When it comes to choice places for ballooning, Plymouth just isn't St. Wolfgang.
For starters, St. Wolfgang is in the Austrian Alps, near a mountain lake.
"It's where they filmed "The Sound of Music," the scenery is every bit as gorgeous," said Scott Lorenz. "It's the most beautiful place I've ever ballooned in."
Lorenz, who organized the Mayflower Balloon Festival in the 1980s, returned Feb. 15 from an invitational ballooning event organized by Cameron Balloon Co. of Bristol, England.
"It was invitation only, there were only about 20 balloons," he said. "Participants were from Ireland, Scotland, England, Austriany, Austria and the United States."
Joining Lorenz on the trip were six friends and clients of Westwind Communications including three from Plymouth, Carl and Jim Schultz and John Hoglen.
Lorenz, whose family owned the Mayflower Hotel into the early '90s, formed Westwind after leaving a public relations job with Domino's Farms.
"You had mountains that rose up right from the valley floor and a lake that was a half-mile to mile wide and several miles long. On either side of the lake there were areas you could take off and land." Lorenz said.

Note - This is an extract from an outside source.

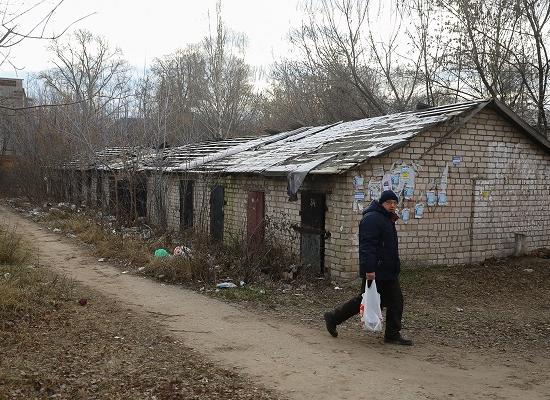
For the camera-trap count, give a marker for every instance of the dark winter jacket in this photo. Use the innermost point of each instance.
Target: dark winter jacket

Once in the sky, balloonists were awed by the reflection of the mountains on the lake surface and views of farmlands and plateaus.
The temperature ranged from below freezing to around 50 degrees. "You'd be down to shirt sleeves if the sun was on you.," Lorenz said.
"We went up several times. We went as high as several thousand feet."
"It is the trickiest area I've ever flown in. You've got mountain winds. You had to be prepared in a worst case scenario that you'd have to spend the night on the mountain."
The winds also came into play during skydiving.
"I wanted to do it because it was so scary. The challenge was to see if you could muster enough personal courage to overcome your fear." Carl Schultz said.
"Above the clouds you could see all the Alps." said his brother, Jim.
"It was absolutely fabulous," said Carl.
"It was absolutely nuts," his brother retorted.
Their jumps were made from a helicopter hovering at 10,000 feet. Jumpers were told to somersault forward to exit the helicopter, then freefall for 40 seconds before opening chutes.
"It's a lot quieter and peaceful than you'd ever imagine," Carl Schultz said, adding he doesn't plan to do a repeat jump.
"The most dangerous thing we did was tobogganing," said Lorenz.
On the attraction of ballooning, he said, "I think the fact it's the closest thing to flying like a bird you can get. You can get perspective you just can't get in any kind of aircraft."